Mittlerweile werden Videokameras aber zunehmend im öffentlichen Raum eingesetzt, etwa zur Überwachung öffentlicher Plätze in Städten und Kommunen oder von ganzen Autobahn- und Zugstrecken. Viele bestehende Videoüberwachungsanlagen basieren heute noch auf Kameras mit analoger Signalübertragung. Da deren Funktionalität begrenzt ist, liegt die Migration solcher Anlagen in Ethernet-basierte IP-Systeme eindeutig im Trend. Heutige Module zur Kompression und Dekompression von Daten (sogenannte Codecs) ermöglichen zwar den kostengünstigen Einsatz IP-basierter Kameras zur Überwachung, jedoch erfordert das hohe Datenaufkommen in solchen Anwendungen zusätzlich den Einsatz von leistungsfähigen Breitband-Netzwerkstrukturen.

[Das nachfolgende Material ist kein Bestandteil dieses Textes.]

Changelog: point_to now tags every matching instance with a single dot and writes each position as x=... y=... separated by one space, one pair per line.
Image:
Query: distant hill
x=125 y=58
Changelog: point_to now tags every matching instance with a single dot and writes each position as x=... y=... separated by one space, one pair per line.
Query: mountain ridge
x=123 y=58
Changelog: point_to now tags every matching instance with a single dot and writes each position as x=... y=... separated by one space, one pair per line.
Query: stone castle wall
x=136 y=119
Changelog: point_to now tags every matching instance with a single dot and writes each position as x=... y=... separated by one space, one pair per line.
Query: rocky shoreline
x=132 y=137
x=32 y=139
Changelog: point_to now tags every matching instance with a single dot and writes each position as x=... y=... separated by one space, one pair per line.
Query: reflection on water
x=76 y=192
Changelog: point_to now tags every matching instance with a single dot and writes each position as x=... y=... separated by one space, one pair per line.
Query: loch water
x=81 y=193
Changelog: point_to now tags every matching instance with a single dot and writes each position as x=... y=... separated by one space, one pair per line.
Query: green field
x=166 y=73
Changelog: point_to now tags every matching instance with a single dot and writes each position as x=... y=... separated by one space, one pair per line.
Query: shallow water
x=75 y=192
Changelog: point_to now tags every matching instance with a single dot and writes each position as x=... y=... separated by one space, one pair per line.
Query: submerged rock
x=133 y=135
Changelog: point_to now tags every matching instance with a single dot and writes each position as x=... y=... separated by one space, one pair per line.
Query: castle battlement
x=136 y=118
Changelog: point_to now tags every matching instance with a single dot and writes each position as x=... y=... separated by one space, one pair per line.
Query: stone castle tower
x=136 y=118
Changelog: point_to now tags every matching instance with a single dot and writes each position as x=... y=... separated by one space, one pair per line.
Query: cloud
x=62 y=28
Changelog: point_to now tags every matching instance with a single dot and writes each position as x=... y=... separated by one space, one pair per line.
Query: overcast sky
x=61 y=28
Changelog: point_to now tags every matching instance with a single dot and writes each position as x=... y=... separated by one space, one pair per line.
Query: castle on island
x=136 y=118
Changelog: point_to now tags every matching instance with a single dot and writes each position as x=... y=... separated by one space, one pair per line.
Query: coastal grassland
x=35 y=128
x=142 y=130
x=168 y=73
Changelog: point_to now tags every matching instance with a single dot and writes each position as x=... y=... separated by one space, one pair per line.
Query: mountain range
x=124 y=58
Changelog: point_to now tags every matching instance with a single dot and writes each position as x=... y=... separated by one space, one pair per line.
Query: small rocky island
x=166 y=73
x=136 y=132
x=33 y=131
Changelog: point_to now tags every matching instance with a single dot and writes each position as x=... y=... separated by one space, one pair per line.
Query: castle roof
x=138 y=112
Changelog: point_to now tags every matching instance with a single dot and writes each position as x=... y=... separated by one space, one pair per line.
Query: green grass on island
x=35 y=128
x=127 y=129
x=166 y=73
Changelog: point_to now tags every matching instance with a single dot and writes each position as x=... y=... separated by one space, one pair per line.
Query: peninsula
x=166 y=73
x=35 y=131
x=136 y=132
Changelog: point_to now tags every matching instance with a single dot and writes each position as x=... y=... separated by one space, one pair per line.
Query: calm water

Dazu sind neben einer effizienten Netzwerkinfrastruktur auch fortschrittliche Geräte zur Datenwandlung, -bündelung und -speicherung, wie Videoenkoder und Netzwerkvideorekorder notwendig.
Hohe Ausfallsicherheit und Flexibilität
Zur IP-Videoüberwachung gibt es ein breites Portfolio an Kameras für unterschiedliche Anwendungen: von Kameras für die Montage in Decken über Kuppelkameras bis hin zu den Gun-Type-Kameras, deren Form einer Pistole ähnelt. Im Schienenverkehr erfolgt die Videoüberwachung sowohl stationär als auch entlang von Verkehrswegen und im Inneren der Waggons. In Schienenfahrzeugen bestehen zwar kleinere Netzwerkstrukturen als draußen, dafür ergeben sich aber andere Herausforderungen an die Kameras und Geräte im Netzwerk, wie erhöhte mechanische Robustheit, um Vibrationen und Stößen widerstehen zu können, oder Korrosionsbeständigkeit.
Der wichtigste Aspekt ist jedoch, dass sämtliche Geräte in der Lage sind, flexibel mit dynamischen Netzwerktopologien zu arbeiten, denn die Kameras befinden sich in der Regel in Waggons, die im Laufe einer Reise unterschiedlich angeordnet werden können. Deshalb müssen sowohl drahtlose als auch kabelgebundene Lösungen für die Waggon-zu-Waggon-Kommunikation eingesetzt werden, welche die freie Anordnung von Waggons berücksichtigen. Bei der kabelgebundenen Waggon-zu-Waggon-Kommunikation besteht die Herausforderung, dass nur eine begrenzte Anzahl von Kontakten innerhalb einer Zugkopplung besteht. Speziell dafür ist es möglich, auf die DSL-basierte Übertragung von IP-Daten mithilfe eines so genannten Managed DSL Ethernet Extenders zurückzugreifen.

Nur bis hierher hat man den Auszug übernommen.